In a paper published in Nature Materials, a group of researchers at the Catalan Institute of Nanotechnology (ICN, Spain) led by Prof. Sergio O. Valenzuela reports the observation of the magnon drag. This work ends a 50-year long effort to isolate this elusive thermoelectric effect.
As electrons move past atoms in a solid, their charge distorts the nearby lattice and can create a wave. Reciprocally, a wave in the lattice affects the electrons motion, in analogy to a wave in the sea that pushes a surfer riding it.
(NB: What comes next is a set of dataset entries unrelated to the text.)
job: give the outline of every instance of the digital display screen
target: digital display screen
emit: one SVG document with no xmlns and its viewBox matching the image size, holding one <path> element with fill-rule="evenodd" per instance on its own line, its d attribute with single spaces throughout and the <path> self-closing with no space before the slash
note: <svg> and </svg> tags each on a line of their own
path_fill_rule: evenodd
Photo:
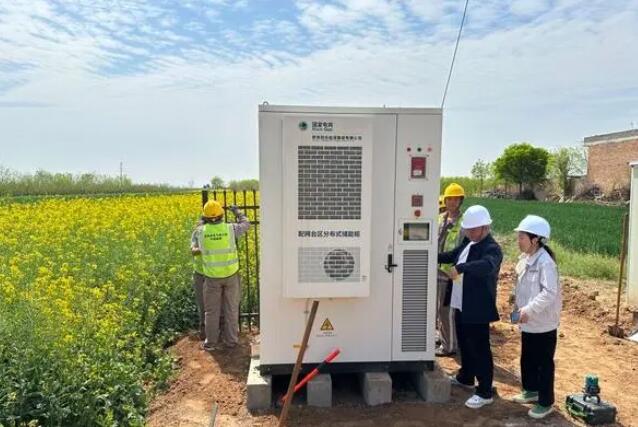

This interaction results in a thermoelectric effect that was first observed during the 1950's and has come to be known as phonon-drag, because it can be quantified from the flow of lattice-wave quanta (phonons) that occurs over the temperature gradient.
Soon after the discovery of the phonon drag, an analogous phenomenon was predicted to appear in magnetic materials: the so called magnon drag. In a magnetic material the intrinsic magnetic moment or spin of the electrons arrange in an organized fashion. In ferromagnets, the spins maintain a parallel orientation. If a distortion in the preferred spin orientation occurs, a spin wave is created that could affect electron motion. It is therefore reasonable to expect that the flow of magnons (spin-wave quanta) could also drag the electrons.